Una amiga mía me había regalado una botella de litro de bourbon Old Granddad. Empezamos a beber en casa de Frankie. Al otro lado de un sembrado vivía una chica a la que Dean había tratado de ligarse desde nuestra llegada. Se estaba incubando una tormenta. Dean tiró varias piedras a los cristales de su ventana y la asustó. Mientras estábamos bebiendo el bourbon en la sucia sala de estar con todos los perros y los juguetes desparramados por todas partes y una conversación mortecina, Dean salió corriendo por la puerta de la cocina y cruzó el sembrado y empezó a tirar piedrecitas y a silbar. De cuando en cuando Janet salía para atisbar. De pronto Dean volvió muy pálido.

– Problemas, tío. La madre de esa chica viene detrás de mí con una escopeta y ha reunido a un grupo de chavales para que me persigan.

– Pero, ¿qué pasa? ¿Dónde están?

– Al otro lado del sembrado, tío -Dean estaba borracho y no se preocupaba demasiado.

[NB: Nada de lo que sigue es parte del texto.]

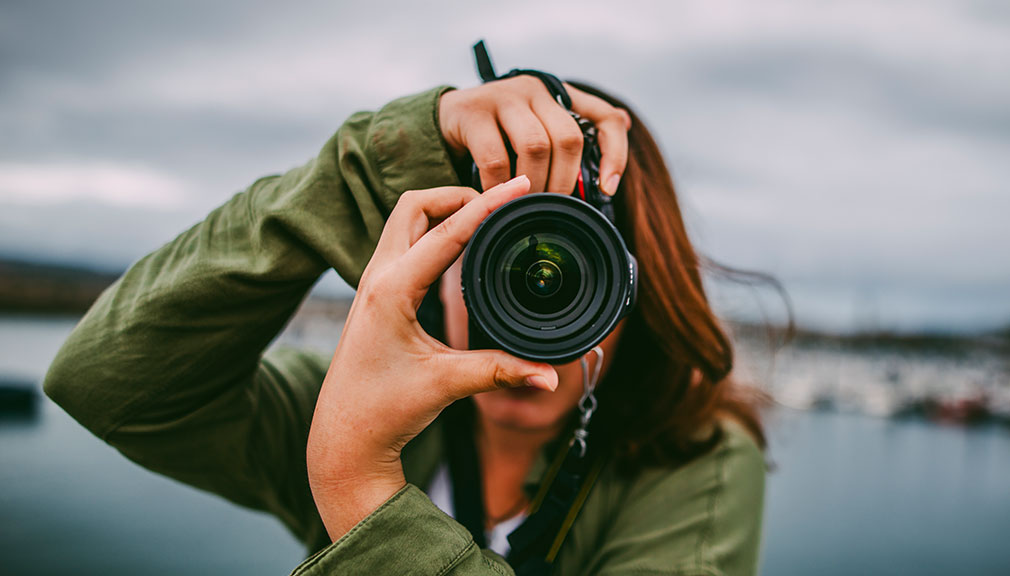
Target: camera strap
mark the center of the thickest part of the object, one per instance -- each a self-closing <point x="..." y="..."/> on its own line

Salimos juntos y cruzamos el sembrado bajo la luz de la luna. Vi grupos de gente en la oscura y polvorienta carretera.

– ¡Ahí vienen! -oí.

– Esperen un minuto -dije-. ¿Pueden decirme lo que pasa?

La madre acechaba al fondo con una enorme escopeta debajo del brazo.

– Ese desgraciado de amigo suyo lleva un rato molestándonos. Yo no soy de esas personas que llaman a la policía. Si vuelve a aparecer por aquí le pegaré un tiro; y aviso que tiraré a matar.

Los chavales estaban agrupados y con los puños cerrados. Yo también estaba tan borracho que no me preocupé de ellos, pero procuré tranquilizarlos.

– No lo hará más -les aseguré-. Es mi hermano y me hace caso. Por favor, aparte ese arma y no se preocupe más.

– ¡Que vuelva si se atreve! -dijo la mujer firme y amenazadoramente en la oscuridad-. Cuando vuelva mi marido irá en su busca.

– No necesita hacer eso; no volverá a molestarles, dense cuenta de ello. Y ahora tranquilícense y todo se arreglará -detrás de mí Dean lanzaba maldiciones entre dientes. La chica estaba atisbando por la ventana de su dormitorio. Conocía a aquella gente de antes y confiarían lo bastante en mí como para tranquilizarse un poco. Cogí a Dean por el brazo y volvimos por los surcos del sembrado.

– ¡Vaya! -gritó Dean-. ¡Esta noche voy a emborracharme!

De regreso a casa de Frankie, Dean enloqueció ante un disco que había puesto Janet y lo rompió sobre la rodilla. Era un disco de música hilbilly. También había un disco antiguo de Dizzy Gillespie que le gustaba mucho a Dean (era «Congo Blues» con Max West a la batería). Se lo había regalado yo a Janet y le dije que lo cogiera y se lo rompiera a Dean encima de la cabeza. Ella se levantó y lo hizo. Dean abrió la boca atontado pero dándose cuenta de todo. Todos nos reímos. Todo estaba arreglado. En esto, Frankie quiso salir a beber cerveza.